Seven years after MIB 3 we have Chris Hemsworth and Tessa Thompson who are the secret agents protecting us from alien invasion. The plot loosely resembles the first film in 1997, with Thompson playing the raw recruit to Hemsworth’s troubled veteran. Controlling them are Liam Neeson and Emma Thompson, as the heads of MIB offices in London and New York. This version has had a ton of money thrown at it and amazing digital special effects that would have been too fantastical in 1997. But, for all this it still fails to tell us an engaging, or even particularly coherent, story. The leads are familiar from Thor Ragnarok and Hemsworth is good at the slapstick and strong-arm comedy, however it’s overlong and mostly unfunny.

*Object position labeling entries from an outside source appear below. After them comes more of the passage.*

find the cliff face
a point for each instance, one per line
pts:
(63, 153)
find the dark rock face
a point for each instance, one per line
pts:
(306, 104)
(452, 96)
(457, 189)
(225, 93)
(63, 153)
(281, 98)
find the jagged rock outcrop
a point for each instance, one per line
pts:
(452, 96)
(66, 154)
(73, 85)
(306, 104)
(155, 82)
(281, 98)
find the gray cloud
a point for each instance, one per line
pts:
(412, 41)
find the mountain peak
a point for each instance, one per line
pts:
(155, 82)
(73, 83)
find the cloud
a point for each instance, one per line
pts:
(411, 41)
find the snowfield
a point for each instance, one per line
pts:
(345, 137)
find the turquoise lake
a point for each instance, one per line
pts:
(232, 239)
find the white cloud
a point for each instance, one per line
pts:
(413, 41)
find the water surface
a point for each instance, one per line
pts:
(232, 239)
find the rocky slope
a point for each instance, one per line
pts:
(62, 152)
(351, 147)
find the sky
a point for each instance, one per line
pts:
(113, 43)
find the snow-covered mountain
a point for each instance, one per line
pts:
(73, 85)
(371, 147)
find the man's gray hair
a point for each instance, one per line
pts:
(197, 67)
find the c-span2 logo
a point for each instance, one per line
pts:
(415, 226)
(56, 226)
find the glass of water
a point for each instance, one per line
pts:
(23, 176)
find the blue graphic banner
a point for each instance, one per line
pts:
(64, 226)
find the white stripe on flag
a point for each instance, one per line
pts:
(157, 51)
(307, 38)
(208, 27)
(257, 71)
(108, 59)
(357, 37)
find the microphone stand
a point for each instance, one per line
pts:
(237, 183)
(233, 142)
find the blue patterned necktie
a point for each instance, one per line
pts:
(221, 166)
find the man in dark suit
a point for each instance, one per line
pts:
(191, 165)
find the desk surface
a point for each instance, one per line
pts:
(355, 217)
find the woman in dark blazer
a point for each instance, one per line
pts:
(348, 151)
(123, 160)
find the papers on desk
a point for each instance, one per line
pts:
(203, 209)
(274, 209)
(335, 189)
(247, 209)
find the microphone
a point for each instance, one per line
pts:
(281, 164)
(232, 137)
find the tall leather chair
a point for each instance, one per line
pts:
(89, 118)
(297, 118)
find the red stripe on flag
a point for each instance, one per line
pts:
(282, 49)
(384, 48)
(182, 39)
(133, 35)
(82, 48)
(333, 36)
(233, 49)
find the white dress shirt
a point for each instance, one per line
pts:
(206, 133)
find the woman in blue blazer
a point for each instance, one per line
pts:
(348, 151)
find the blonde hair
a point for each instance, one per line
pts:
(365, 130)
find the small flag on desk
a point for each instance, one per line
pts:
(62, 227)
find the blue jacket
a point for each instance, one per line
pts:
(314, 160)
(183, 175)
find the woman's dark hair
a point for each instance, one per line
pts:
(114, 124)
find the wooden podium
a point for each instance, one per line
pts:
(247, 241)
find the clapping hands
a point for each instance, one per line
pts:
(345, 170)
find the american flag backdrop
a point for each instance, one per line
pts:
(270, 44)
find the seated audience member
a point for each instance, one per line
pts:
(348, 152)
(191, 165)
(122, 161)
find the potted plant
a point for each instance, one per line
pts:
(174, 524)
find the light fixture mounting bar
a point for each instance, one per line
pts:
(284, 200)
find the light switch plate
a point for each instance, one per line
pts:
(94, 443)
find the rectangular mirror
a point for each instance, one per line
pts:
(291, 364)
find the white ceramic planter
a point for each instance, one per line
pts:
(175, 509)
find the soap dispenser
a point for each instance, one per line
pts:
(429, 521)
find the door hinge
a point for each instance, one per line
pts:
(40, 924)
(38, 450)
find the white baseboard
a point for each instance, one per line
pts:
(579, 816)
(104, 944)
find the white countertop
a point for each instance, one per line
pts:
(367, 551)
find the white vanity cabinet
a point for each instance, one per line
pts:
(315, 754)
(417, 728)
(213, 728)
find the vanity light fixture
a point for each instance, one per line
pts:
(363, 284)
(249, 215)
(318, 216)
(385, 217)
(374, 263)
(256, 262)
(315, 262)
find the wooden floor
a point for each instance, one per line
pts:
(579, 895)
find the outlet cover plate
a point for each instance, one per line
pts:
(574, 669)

Here we go again with the flashback generations. The 19-year-old, 12 film franchise comes to a substandard halt with this saga of Jean Grey (Sophie Turner). Teenage Jean’s mutant gifts inadvertently caused the fatal car crash that killed her mother, landing her in the care of wheelchair-bound Professor Charles Xavier (James McAvoy), who recognizes the traumatized orphan’s telepathic/telekinetic skills. Enter a shape-shifting alien entity named Vuk (Jessica Chastain) who begins twisting Jean’s mind by asking, ‘Are you a scared little girl who answers to the man in the chair, or are you the most powerful being on the planet?’  So, then we get the whole, ‘You’re stronger than you know. You’re special’ malarkey which inevitably leads to disaster, causing grumpy Magneto (Michael Fassbender) to resurface in his remote, rural hut. There are Fleeting visits from Hank/Beast (Nicholas Hoult), Nightcrawler (Kobi Smit-McPhee), Quicksilver (Evan Peters) and Storm (Alexandra Shipp) and a prolonged appearance from empowered Raven/Mystique (Jennifer Lawrence) notes that the X-Men should become the X-Women because “The women are always saving the men around here.”

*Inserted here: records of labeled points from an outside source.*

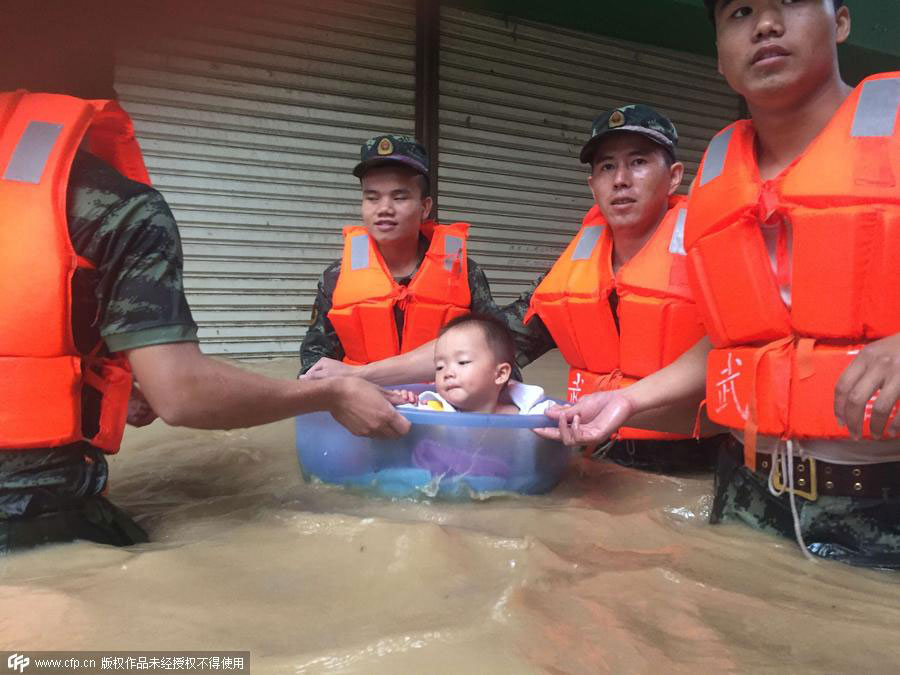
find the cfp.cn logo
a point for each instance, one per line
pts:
(17, 662)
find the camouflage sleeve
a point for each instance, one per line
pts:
(130, 234)
(532, 339)
(321, 340)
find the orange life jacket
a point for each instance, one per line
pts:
(362, 311)
(774, 368)
(42, 374)
(657, 318)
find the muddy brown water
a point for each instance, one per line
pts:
(614, 571)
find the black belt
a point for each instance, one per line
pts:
(814, 478)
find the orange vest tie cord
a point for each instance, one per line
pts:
(362, 311)
(42, 375)
(774, 368)
(657, 319)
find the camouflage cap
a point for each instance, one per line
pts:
(390, 149)
(636, 118)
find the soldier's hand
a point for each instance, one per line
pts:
(365, 409)
(592, 420)
(326, 367)
(140, 414)
(873, 377)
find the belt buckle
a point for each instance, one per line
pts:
(812, 494)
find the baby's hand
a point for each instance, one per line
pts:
(401, 396)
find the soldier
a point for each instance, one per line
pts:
(91, 279)
(792, 238)
(401, 276)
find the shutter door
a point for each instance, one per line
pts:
(250, 116)
(517, 101)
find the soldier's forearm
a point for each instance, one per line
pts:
(187, 388)
(681, 383)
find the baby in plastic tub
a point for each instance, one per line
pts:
(473, 360)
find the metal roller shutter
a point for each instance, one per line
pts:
(517, 100)
(250, 116)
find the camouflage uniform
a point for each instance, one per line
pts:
(854, 530)
(321, 340)
(134, 298)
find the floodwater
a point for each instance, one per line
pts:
(614, 571)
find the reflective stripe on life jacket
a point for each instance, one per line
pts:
(43, 375)
(775, 368)
(657, 319)
(362, 311)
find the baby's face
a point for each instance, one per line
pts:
(466, 370)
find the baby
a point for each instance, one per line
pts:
(473, 361)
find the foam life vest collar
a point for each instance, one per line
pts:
(775, 367)
(366, 294)
(656, 318)
(42, 372)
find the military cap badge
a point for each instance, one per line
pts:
(385, 147)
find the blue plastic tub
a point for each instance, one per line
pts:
(447, 455)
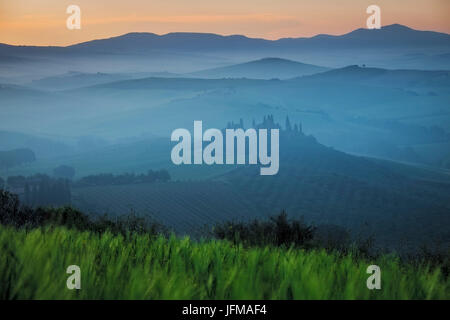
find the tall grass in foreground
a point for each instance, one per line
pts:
(33, 266)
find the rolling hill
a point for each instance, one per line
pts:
(267, 68)
(401, 206)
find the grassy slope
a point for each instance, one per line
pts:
(33, 266)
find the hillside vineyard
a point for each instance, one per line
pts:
(213, 152)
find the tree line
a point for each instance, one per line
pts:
(126, 178)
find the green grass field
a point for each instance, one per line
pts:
(33, 266)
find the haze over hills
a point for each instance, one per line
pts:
(267, 68)
(393, 46)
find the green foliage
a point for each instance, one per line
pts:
(33, 266)
(13, 214)
(277, 231)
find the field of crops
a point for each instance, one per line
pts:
(33, 266)
(183, 206)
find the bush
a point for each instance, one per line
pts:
(13, 214)
(277, 231)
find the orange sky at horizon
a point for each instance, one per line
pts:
(43, 22)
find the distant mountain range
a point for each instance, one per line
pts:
(266, 68)
(392, 36)
(393, 46)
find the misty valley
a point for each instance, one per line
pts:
(330, 150)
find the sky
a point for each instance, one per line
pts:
(43, 22)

The story of how Reg Dwight became Elton John. In a recent interview about the film’s rating Eton said I haven’t led a PG 13 life and the best part about the film and certainly the thing that makes it superior to Bohemian Rhapsody the Freddie Mercury biopic, is that it doesn’t hold back. The early stuff is emphasized, mixing genius Reginald Dwight’s stunted suburban childhood with his arrival as a nimble songwriter, upon meeting lyricist Bernie Taupin, played by Billy Elliot’s Jamie Bell. We also meet a remote, homophobic father (Stephen Mackintosh), a self-absorbed mother (Bryce Dallas Howard) and a protective granny (Gemma Jones). These figures haunt Reg, an energetic and vocally talented Taron Egerton. There’s a neat conceit of a choreography of jumbling songs into multiple time frames.